Today they left the table saying they refuse to meet with us unless we give up our right to bargain over financial conditions.

Much of their public claims at progress and good faith offers are false. They are tied to contract re-openers, meaning bargaining can open up all over again before the contract expires. We believe a contract is a contract, and the community needs the stability of a set contract.

FINANCIALS

We can understand why the school board's various legal counselors are motivated to extend the bargaining crisis. They benefit. The school board has paid $67,213 to one law office for fees related to negotiating with Reynolds Education Association. That was up to December 22, 2011. It's now five months later with even more costs incurred.

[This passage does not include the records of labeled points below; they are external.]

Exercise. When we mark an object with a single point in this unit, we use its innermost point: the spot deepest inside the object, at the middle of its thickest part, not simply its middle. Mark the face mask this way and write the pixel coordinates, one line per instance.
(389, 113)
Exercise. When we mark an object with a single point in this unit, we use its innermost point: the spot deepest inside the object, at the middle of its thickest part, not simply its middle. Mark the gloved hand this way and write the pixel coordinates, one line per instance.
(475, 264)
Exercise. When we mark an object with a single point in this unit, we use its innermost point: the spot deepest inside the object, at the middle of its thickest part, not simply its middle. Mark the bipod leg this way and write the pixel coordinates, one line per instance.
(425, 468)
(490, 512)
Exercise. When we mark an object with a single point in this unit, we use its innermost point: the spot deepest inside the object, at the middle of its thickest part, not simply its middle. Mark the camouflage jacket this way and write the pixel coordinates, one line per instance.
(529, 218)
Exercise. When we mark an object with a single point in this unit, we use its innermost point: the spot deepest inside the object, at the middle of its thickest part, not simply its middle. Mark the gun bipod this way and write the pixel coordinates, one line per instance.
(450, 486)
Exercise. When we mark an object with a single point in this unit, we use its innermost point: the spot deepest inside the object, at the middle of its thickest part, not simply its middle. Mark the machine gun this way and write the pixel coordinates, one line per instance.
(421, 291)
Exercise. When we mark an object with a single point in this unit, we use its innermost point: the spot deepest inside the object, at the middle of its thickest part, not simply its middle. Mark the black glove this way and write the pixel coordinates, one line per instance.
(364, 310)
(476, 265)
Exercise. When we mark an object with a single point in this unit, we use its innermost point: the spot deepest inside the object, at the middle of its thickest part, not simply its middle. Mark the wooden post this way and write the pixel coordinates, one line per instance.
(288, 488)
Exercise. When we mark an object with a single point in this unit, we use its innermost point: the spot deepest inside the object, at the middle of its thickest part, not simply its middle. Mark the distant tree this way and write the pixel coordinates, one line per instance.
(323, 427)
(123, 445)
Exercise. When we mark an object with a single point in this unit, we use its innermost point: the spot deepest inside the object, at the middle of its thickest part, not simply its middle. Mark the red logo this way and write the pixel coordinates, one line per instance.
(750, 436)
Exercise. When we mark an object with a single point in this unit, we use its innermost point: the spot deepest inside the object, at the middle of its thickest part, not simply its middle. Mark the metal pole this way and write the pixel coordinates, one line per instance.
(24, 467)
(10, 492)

It's hard to deal with the school board numbers that constantly change even during the day. It's easy to find school board proposals and newsletters that have conflicting numbers within the same document. We plan to post more information about financial factors in the next day or two.

WORKING CONDITIONS

Among the working conditions we need to discuss with the school board:

Student & staff safety
When it comes to special education or special needs students with behavioral, criminal history, or safety issues the school board proposes a strange "need to know" condition on which staff members are alerted to the student's condition. Many of these students need to be within staff line-of-sight at all times. Who will be on this vague "need to know" list? The classroom teacher? Educators on lunch duty? Recess duty? Bus duty? For student and staff safety, we need broader language as other districts have.

Accommodating real-world parent and student schedules
Reynolds is a diverse community and our parents work long and varying schedules. Our teachers want to be available to meet when the parents can so that we have meaningful parent teacher conferences. The school board refuses to acknowledge this need and has not proposed any flexibility around parent teacher conferences.

Teaching materials
The school board continues to ignore our proposals about the need to provide adequate teaching materials for district programs. Teachers already, on average, spend hundreds of dollars out of our own pockets to keep our classrooms running. We simply want the school board to only hold us accountable for programs which the district provides the required materials and training for so we can deliver quality instruction without spending even more out of pocket.

School board members and their legal consultants need to better understand actual school conditions to engage in pragmatic discussions and solutions. We also need them to come to the bargaining table, and be serious about staying, so we can get a fair contract for our community.